Buffy Sainte-Marie 2015 (Foto: Drpeterstockdale) “Sie machen die Welt zu Wechselgeld”
von Putney Swope
(veröffentlicht 1992)

Nach über einem Jahrzehnt Familienpause legt Buffy Sainte-Marie wieder ein Album vor. Es ist gerade einmal ein Vierteljahrhundert vergangen seit jenem Summer of Love mit dem spätestens die Hippie-Zeit auf ihrem Höhepunkt angelangt war. Ein Lied jener Zeit, welches noch heute gelegentlich im Radio zu hören ist, war damals in der Version des europäischen Dylan, Donovan Leitch, ein Hit, dessen Autorin, den meisten Zuhörern damals wie heute kaum bekannt, die vielleicht erfolgreichste indianische Musikerin überhaupt ist. Der oft mit “Blowing in the Wind” verglichene “Universal Soldier” stammt von Buffy Sainte-Marie. Die Cree-Indianerin legte in den Siebziger Jahren eine Reihe von Platten vor, die noch heute hörenswert sind. Die Aussagen ihrer Texte wie etwa “Cod’ine” über bittere Erfahrungen mit Medikamentenmißbrauch auf den Reservaten und der verzweifelte Versuch, aus dem Teufelskreis von Armut, sozialer Not und Alkoholismus auszubrechen, sind noch heute gültig. Wen wundert es, daß sich Buffy Sainte-Marie auch schon für die Lubicon Cree engagiert hat, unter anderem auch mit einem Benefizkonzert.

Buffy Sainte-Marie gilt als Starke Frau, eine die sich wehrt gegen die Unterdrückung der Eingeborenen Amerikas, und so sind viele ihrer Lieder auf der neuen Platte stark autobiographisch geprägt. Auf die Gefahr hin gründlich mißverstanden zu werden: Nach außen hin auftretende Frauen sind in nach außen von Männern dominierten Cree-Gesellschaften und nicht nur dort Zeichen einer Krise. Sie werden ausgelöst von der Perspektivlosigkeit einer Jägergesellschaft, deren männliche Angehörige ihrer sozialen Rolle als Ernährer beraubt wurden. Die Aggression der Männer in diesen Gesellschaften richtet sich nicht selten zuerst gegen die Frauen, eine wenig bekannte Tatsache, auf die Buffy Sainte-Marie mit dem Lied “Free The Lady” aufmerksam machte.
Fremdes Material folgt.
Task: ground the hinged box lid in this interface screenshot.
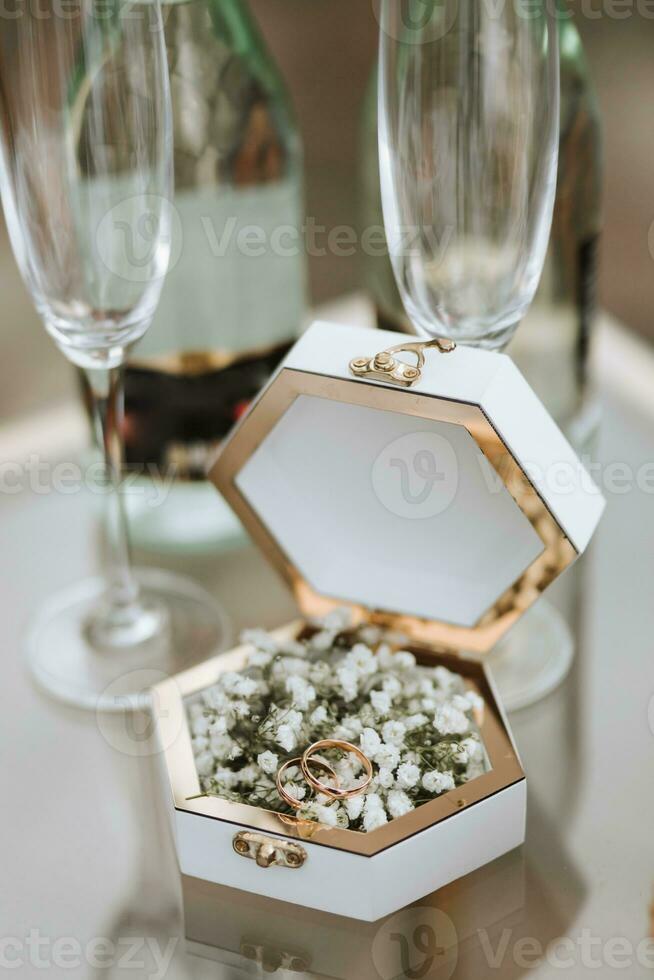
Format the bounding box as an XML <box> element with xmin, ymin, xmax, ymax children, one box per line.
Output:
<box><xmin>210</xmin><ymin>323</ymin><xmax>604</xmax><ymax>653</ymax></box>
Glücklicher ist da schon das Lied von Emma Lee und ihren Woman’s Ways, das die Geschichte einer gewonnenen Freiheit indianischer Frauen im Umgang mit Männern darstellt. Inhaltlich nimmt Buffy Sainte-Marie ihre Hörer auf einen ausgedehnten Streifzug durch die indianische Welt Nordamerikas mit.

Einer der herausragenden Tracks ist sicher “Bad End”, eine kurze Geschichte über Drogenabhängigkeit und Verzweiflung, die längst aus den Großstädten auch auf die Reservate übergegriffen hat. Schräge Gitarren, deren Sound noch auf die Zeit verweist, in der die Drogen zur Landplage der kaputten euroamerikanischen Gesellschaft wurden, ein harter Beat künden vom “schlechten Ende” einer drogenabhängigen Hure in der “Border-Town”.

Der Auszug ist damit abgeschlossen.